Japanese multinational corporation Sharp is to purchase Toshiba Corp’s personal computer business for a very modest $36m (£27m).
Sharp, according to Reuters, exited the PC market back in 2011, and the small purchase price of the Toshiba PC division and its highly rated laptop range, indicates the ongoing difficulties the PC industry faces.
Meanwhile it was also reported that Sharp will issue $1.8 billion in new shares to buy back preferred stock from banks, signalling its return to financial stability after it was purchased by Taiwan-based Foxconn Group (formerly Hon Hai Precision Industry Co Ltd) back in 2016.
Foxconn’s acquisition of Sharp in 2016 was the first time the Taiwanese firm had purchased a major Japanese company.
Now thanks to its ownership of Sharp, it has purchased the brand of yet another Japanese electronic giant.
The tie-up of Foxconn’s manufacturing expertise, with Sharp’s and Toshiba’s electronics savvy, was welcomed by some analysts.
Toshiba currently builds PCs at its own plant in China.
“Foxconn is a PC contract manufacturer and has a great deal of expertise and production capacity,” Hiromi Yamaguchi, senior analyst at Euromonitor International was quoted by Reuters as saying.
“This acquisition will prove a further catalyst for more Sharp and Foxconn synergies.”
Essentially, the deal will see Sharp take an 80.1 percent stake in Toshiba’s PC unit on 1 October.
The deal is noteworthy considering Toshiba’s heritage in the PC arena.

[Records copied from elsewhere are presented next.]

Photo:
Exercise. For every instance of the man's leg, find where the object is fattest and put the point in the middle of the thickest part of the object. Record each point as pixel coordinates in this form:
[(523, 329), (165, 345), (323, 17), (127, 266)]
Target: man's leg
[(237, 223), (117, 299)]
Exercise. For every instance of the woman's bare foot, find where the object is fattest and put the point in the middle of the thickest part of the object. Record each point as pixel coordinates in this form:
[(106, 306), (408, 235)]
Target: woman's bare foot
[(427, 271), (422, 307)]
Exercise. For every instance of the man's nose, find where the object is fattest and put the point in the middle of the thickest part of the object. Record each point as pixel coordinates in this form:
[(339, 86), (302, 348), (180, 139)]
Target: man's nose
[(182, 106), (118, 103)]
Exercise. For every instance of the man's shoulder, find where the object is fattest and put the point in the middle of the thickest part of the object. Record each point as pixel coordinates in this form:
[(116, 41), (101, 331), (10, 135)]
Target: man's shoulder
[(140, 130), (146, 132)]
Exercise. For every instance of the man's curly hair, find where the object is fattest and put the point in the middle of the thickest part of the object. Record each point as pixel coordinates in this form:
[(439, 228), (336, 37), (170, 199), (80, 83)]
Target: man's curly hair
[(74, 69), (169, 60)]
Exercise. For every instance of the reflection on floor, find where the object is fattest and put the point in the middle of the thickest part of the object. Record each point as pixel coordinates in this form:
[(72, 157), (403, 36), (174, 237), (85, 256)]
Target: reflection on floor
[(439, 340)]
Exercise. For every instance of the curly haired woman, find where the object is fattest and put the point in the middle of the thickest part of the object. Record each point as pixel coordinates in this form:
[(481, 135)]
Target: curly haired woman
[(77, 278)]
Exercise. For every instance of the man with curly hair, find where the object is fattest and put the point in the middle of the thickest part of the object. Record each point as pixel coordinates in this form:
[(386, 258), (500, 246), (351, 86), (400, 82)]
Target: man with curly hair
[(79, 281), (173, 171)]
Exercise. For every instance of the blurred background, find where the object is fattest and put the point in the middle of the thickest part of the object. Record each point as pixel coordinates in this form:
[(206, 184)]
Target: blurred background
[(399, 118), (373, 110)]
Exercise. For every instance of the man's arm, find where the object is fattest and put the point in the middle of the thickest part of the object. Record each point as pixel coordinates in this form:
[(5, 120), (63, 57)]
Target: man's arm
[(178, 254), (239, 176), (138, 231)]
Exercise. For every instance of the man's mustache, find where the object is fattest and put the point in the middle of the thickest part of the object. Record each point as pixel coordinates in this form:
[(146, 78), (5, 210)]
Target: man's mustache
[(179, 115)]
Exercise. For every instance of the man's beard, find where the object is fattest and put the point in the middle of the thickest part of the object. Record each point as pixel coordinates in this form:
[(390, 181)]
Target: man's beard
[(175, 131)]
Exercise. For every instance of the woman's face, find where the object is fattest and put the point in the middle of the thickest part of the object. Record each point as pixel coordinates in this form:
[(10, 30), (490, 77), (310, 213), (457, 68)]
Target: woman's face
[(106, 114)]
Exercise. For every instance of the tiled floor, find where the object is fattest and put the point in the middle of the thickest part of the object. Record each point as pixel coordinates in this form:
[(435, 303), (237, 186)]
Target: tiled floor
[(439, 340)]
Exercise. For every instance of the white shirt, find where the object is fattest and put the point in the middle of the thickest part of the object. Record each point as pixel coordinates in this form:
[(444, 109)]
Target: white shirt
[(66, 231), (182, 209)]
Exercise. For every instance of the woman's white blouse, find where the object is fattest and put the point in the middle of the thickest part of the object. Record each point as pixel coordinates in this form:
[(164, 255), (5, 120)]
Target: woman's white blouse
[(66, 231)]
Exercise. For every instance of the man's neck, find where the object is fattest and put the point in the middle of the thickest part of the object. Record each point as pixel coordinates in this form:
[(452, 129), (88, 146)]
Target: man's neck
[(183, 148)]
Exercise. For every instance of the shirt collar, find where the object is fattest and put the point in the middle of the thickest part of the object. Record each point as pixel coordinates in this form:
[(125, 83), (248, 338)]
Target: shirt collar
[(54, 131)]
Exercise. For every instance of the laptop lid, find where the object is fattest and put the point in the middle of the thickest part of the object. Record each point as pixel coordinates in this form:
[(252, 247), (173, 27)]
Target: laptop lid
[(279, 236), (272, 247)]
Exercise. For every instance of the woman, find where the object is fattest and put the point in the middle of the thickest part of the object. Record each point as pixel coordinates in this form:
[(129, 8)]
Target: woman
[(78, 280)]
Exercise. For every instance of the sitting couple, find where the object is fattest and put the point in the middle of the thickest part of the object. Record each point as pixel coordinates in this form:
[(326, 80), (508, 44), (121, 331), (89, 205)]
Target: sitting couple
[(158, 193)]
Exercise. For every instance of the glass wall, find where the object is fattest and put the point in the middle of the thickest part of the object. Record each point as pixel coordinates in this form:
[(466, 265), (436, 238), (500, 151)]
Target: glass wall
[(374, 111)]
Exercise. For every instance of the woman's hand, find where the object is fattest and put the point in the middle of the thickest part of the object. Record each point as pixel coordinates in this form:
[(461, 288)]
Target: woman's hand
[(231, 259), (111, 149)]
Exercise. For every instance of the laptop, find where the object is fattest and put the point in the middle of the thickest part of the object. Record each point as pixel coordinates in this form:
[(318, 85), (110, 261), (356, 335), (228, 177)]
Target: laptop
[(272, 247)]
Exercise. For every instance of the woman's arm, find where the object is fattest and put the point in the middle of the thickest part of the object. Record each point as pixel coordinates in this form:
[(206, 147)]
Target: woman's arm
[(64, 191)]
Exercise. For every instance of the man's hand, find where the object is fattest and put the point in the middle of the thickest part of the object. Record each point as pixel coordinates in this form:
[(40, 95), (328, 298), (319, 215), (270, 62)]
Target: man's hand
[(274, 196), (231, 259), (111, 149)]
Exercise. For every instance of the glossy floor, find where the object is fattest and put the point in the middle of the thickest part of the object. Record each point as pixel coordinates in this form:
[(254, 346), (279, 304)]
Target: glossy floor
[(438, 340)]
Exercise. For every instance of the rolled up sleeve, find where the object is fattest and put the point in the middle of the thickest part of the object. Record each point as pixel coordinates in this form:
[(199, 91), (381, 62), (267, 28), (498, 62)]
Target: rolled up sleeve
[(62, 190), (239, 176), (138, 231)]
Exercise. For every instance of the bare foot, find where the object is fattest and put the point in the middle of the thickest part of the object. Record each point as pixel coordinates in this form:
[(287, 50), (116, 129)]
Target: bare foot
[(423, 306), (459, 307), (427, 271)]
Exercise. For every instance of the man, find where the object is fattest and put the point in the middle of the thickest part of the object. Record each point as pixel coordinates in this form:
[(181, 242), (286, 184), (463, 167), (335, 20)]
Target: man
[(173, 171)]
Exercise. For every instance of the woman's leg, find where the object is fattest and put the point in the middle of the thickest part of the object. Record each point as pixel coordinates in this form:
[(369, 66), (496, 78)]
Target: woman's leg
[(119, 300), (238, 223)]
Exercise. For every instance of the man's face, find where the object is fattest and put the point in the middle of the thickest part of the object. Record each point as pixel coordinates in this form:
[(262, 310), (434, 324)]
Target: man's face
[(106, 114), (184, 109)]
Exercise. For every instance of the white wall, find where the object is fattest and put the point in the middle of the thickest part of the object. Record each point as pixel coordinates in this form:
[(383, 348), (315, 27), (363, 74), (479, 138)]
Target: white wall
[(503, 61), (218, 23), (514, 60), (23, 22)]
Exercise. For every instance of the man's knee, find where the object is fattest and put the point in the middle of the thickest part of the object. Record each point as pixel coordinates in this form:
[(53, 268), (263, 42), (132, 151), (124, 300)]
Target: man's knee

In 1985 it launched the world’s first laptop PC and sold 17.7 million PCs at its peak seven years ago.
But last year Toshiba only sold 1.4 million units.
It is fair to say that Toshiba has struggled in recent years.
Last year it sold a large part of its NAND chip unit to a consortium led by Bain Capital LP, in a deal worth $18bn (£13.5bn).
It has also sold its television business to Hisense and its white-goods business to China’s Midea Group.
It has also previously struggled to contend with a possible delisting from the Tokyo Stock Exchange as well as a bitter legal tussle with Western Digital, as it sought funds to cover billions of dollars in liabilities arising from now-bankrupt US nuclear unit Westinghouse.
But Toshiba has been under intense pressure ever since early 2015, when it was discovered that it had overstated operating profits by a total of 151.8 billion yen (£780m).
Even worse, the CEO of Toshiba was found to have been aware of a profit inflation scheme going back to 2008. The CEO and a number of other executives resigned as a result.